えっと、あとがきです。
 やめろ、やめろやめろ! 「それ」は昔お世話になった新井素子先生のキャッチフレーズのパクリだ。
 えーとですね、まぁ、ここまでは前振りなんですけれども、なにゆえに、戯作者や表現者は「この作品の解釈の正解は、受け止めて下さった皆様の数だけあります」という言葉を使っちゃうかといえば、そもそも大前提で言えば「帰結的『正解』を決めないで作品を作り上げることなど、天才にしかできない不可能犯罪であること」を踏まえたい。
 そう、戯作者は皆臆病者なのだ。自分は必死に、懸命に「AはBです」を落としどころにして作品を完成したはずなのに、読んだ、観た受け手が「AがBであるかのようにみせかけて、実は最初からBなんていなかったんですよね」的な、なんだよ、お前の観た作品は、それは押井守作品かよっていう「解釈」を持ち込まれても、しがない作者には「それは違います」を言う権利等最初からないからである。いや、もうちょっと正確な言い方をするならば「こちらの用意した核と、異なった解釈をされた時点で負け」であるからで、この辺は大河さんのサイトでも、『ウルトラマン』(1966年)を作った男、天才脚本家の金城哲夫氏の論などで書いているので、まぁ死ぬほど暇だっていう人は、できればそっちも読んで欲しいわけですが。
 
 要するに、表現に「正解」はあり、それを正しく受け手に伝えるまでが、本来の表現者の責務であるのだが、そうそう万人を相手に全員に正しく解釈を与えることなど、できるはずもなく、だから「答えは皆さんの数だけあります」っていう「逃げの呪文」で逃げることが、マナーであり、緊急避難的な安全地帯確保呪術なのである。
 だからね? からさ? からよ?(by『キングコング対ゴジラ』有島一郎台詞)、もちろん今回皆さんにお披露目した『石枕』とて、そこはそれ「石枕とは本来なんであったのか?」とか「ラストが現実だとすると、どこからが非現実だったのか」とか、こっちはちゃんと「正解」はあるわけですよ、ちゃんと。

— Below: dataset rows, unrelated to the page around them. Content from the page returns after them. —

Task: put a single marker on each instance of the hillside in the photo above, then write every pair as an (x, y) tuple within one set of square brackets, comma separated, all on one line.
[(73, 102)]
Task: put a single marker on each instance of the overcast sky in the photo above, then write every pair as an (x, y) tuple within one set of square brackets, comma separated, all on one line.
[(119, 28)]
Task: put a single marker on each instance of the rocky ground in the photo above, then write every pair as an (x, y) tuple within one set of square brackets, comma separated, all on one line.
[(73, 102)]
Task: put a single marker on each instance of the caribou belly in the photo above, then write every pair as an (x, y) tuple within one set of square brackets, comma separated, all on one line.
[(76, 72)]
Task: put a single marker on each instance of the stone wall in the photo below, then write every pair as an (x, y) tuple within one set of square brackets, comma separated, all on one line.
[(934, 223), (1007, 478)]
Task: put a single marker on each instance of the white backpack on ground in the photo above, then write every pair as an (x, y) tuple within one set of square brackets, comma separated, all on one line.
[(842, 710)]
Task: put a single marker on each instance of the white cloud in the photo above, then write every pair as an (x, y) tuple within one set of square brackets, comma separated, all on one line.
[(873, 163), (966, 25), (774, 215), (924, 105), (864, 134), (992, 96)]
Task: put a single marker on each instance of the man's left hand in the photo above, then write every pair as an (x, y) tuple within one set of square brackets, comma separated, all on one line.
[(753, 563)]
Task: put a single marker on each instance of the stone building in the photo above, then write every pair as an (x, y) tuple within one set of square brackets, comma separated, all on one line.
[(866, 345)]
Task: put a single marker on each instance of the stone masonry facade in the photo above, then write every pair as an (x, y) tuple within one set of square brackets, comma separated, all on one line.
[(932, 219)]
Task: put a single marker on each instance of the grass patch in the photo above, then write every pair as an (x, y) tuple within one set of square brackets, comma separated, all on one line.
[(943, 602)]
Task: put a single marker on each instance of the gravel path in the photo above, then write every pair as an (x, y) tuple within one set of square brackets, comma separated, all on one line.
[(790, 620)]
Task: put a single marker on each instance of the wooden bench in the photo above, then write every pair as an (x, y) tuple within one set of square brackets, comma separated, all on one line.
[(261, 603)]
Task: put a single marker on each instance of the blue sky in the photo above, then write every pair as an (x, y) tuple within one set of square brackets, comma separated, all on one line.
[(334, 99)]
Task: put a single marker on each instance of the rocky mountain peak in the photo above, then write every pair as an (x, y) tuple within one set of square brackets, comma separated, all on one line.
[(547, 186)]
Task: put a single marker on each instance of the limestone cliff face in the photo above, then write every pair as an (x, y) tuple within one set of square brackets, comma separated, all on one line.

 伏線も貼ったし、なんだっけ? ノックスの十階のモスキートみたいな、なんかお約束ルールみたいなのも守ったし、公平に受け手と向き合うために、ラストを予想できる要素もあらかじめ散りばめておいたわけです。
 
 だからして、筆者をして一番かけられたくない言葉が「ラストにはどんな意味があるのですか」なのだけど(もうちょっと難易度が高く、もうちょっと容赦がないリアクションに「ラストの意味が分からないので教えて下さい」という上位互換はあるが)、もし、そんな「親にネグレクトされつつも、学校で教師や上級生をひねりつぶすことでカタルシスを覚えた少年が振り回す、鋭利な刃物」がこちらに向けられた時のベターチョイス選択肢が「答えは観た人の数だけあります」という一択問題アタックチャンス!
 
 そして直後に、演じて頂いたそらぺちさん、こんなトンデモ派生作品を許認可してくださった今井雅子先生へ、抱けるだけの感謝の意を捧げつつ……。そーれーでーはッ シャンシャンシャン お別ぁああれっしまぁああしょぉっ!……とやれば完全犯罪なのだが、いやいやそのお二人を含め、ClubHouse公演をお聞きいただいた聴衆の皆さんへ向けて、もうちょっと真摯に向き合って、あぁ読んでよかったなぁと思える文章を、書いてみせなければ、そりゃあ売文屋稼業が廃りますっていうもんである。